Pyridoxal-5'-phosphate-(PLP-) dependent D-amino acid transaminases (DAATs) catalyze stereoselective reversible transfer of the amino group between D-amino acids and keto acids. In vivo DAATs are commonly known to synthesize D-glutamate for cell wall peptidoglycans. Today DAATs meet increasing attention for application in the synthesis of D-amino acids, whereas little is known about the mechanism of substrate recognition and catalytic steps of the D-amino acids conversion by DAATs. In this work, the pre-steady-state kinetics of the half-reactions of DAAT from Haliscomenobacter hydrossis with D-glutamate, D-alanine, D-leucine, and D-phenylalanine was examined at two wavelengths, 416 and 330 nm, using a stopped-flow technique.
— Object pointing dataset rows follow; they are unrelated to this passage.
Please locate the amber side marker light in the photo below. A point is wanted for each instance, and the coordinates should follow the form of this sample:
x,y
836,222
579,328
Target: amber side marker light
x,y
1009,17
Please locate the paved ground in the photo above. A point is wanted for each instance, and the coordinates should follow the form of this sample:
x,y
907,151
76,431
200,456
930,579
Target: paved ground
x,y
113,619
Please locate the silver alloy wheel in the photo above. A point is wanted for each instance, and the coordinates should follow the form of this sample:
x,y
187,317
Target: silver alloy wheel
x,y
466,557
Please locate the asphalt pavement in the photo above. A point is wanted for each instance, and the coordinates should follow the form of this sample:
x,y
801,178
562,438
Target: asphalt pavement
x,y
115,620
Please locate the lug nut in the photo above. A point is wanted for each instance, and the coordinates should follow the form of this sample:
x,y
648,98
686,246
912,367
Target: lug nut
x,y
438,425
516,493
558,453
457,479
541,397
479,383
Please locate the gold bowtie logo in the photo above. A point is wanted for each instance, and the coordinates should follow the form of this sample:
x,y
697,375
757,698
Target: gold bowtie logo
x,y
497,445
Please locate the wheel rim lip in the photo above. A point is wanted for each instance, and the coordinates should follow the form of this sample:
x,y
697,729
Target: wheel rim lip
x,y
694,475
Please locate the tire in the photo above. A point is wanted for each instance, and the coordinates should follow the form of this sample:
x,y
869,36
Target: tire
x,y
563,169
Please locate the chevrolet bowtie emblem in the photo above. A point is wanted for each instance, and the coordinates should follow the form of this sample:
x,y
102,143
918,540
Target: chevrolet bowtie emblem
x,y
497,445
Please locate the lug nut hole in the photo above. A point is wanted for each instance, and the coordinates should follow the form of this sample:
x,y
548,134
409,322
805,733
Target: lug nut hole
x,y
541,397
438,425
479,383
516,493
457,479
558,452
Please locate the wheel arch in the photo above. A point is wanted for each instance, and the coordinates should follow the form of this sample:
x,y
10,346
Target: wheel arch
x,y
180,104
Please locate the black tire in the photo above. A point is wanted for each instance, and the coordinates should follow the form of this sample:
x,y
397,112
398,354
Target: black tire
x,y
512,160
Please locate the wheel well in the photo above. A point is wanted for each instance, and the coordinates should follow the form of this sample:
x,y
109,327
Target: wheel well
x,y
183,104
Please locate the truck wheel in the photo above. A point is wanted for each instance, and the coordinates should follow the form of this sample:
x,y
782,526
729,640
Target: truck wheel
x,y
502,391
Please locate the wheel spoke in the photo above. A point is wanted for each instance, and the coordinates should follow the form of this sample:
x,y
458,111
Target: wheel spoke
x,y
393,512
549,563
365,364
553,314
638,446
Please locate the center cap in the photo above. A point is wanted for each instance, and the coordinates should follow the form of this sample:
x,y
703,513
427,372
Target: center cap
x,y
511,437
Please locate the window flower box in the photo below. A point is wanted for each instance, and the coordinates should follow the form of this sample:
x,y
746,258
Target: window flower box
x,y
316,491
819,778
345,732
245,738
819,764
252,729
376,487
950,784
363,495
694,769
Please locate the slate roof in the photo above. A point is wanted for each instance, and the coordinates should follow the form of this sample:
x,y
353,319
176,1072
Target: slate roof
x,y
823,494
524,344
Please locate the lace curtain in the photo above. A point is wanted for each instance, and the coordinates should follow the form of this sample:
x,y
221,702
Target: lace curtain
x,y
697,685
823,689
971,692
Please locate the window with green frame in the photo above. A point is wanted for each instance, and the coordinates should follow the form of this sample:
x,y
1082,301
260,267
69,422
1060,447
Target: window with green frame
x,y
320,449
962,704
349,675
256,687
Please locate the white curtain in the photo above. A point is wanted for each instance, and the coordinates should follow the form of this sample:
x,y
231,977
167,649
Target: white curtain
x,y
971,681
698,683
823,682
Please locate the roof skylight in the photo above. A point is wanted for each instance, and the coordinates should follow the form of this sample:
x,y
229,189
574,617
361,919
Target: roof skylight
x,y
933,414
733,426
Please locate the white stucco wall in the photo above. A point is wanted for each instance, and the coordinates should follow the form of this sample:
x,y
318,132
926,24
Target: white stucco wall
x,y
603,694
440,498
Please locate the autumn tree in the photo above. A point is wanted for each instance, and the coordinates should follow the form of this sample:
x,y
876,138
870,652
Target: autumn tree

Monophasic kinetics was observed with specific substrates D-glutamate and D-alanine, whereas half-reactions with D-leucine and D-phenylalanine exhibited biphasic kinetics. All half-reactions proceeded until the complete conversion of PLP due to the release of the pyridoxamine-5'-phosphate form of cofactor from the holoenzyme . Comparison of kinetic parameters of half-reactions and the overall transamination reactions for D-leucine, D-phenylalanine revealed the increase in the rates of deamination of these substrates in the overall reaction with α-ketoglutarate. In the overall transamination reaction, the catalytic turnover rates for D-leucine and D-phenylalanine increased by 260 and 60 times, correspondingly, comparing with the slowest step rate constants in the half-reactions. We suggested the activating effect by a specific substrate α-ketoglutarate in the overall transamination reaction. The study of half-reactions helped to quantify the specificity of DAAT from H. hydrossis for D-amino acids with different properties. The results obtained are the first detailed analysis of half-reactions catalyzed by DAAT.